In 1968, the premises were sold sold to James 'Jimmy' Brown (see No. 61, Main Street) and the Bennetts - Paddy, his wife Bridie, children James, Patrick, William, Mary and Lucy moved to Glenside on the Abbeyleix Road. Number 66 became The Double B (Brown and Butterly Ltd.) pub. It later closed for a while and re-opened, completely refurbished, in 1985, run by Ray and Marie Delaney née Brown. The Sally Gardens, another of the town's popular music venues (Bring a gang and you will be well looked after), is owned by John Holmes.
On December 12, 1997 - the same day, incidentally, as the Official Opening of Fitzmaurice Place - a time capsule was formally buried by the County Council just outside this building.

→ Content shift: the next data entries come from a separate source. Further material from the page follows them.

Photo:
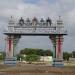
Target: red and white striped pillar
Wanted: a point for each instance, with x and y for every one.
(9, 47)
(59, 41)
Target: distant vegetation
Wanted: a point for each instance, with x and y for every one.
(30, 55)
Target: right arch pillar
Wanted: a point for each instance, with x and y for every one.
(57, 41)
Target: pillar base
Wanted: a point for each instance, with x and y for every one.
(10, 61)
(58, 63)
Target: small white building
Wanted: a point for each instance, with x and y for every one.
(46, 59)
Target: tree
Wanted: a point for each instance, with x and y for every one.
(66, 56)
(31, 58)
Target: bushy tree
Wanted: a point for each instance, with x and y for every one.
(66, 56)
(31, 58)
(40, 52)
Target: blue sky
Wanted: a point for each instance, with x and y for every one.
(39, 8)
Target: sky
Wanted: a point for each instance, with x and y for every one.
(39, 8)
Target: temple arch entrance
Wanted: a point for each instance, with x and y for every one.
(36, 27)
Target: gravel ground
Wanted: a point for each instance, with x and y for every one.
(32, 69)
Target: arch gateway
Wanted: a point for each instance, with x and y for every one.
(35, 27)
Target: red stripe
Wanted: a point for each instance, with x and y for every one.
(59, 46)
(9, 44)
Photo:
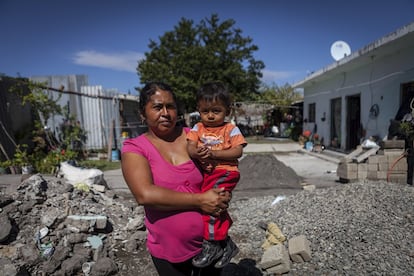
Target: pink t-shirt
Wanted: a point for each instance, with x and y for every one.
(175, 236)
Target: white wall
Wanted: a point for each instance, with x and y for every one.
(378, 81)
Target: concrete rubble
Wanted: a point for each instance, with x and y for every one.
(53, 228)
(276, 259)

It contained everything and anything from newspaper articles, supermarket receipts, my wife's poetry, parking discs and golf balls to posters, price lists, badges and buttons, unconsecrated bread, and a novel by yours truly.
1 Note how the quoins echo those of the former Gaol in Church Street.
2 According to Eddie Boylan, these premises, at that time, housed a branch of D. E. Williams, but I have been unable to substantiate this.
3 Dating back to the 13th century, a Catholic lay organisation whose members participate in good works and, in the words of Canon Law, strive for Christian perfection.
4 Those of you of my vintage will remember how, in those halcyon days, you were either a mad fan of the Beatles or the Stones (and never the twain shall meet!)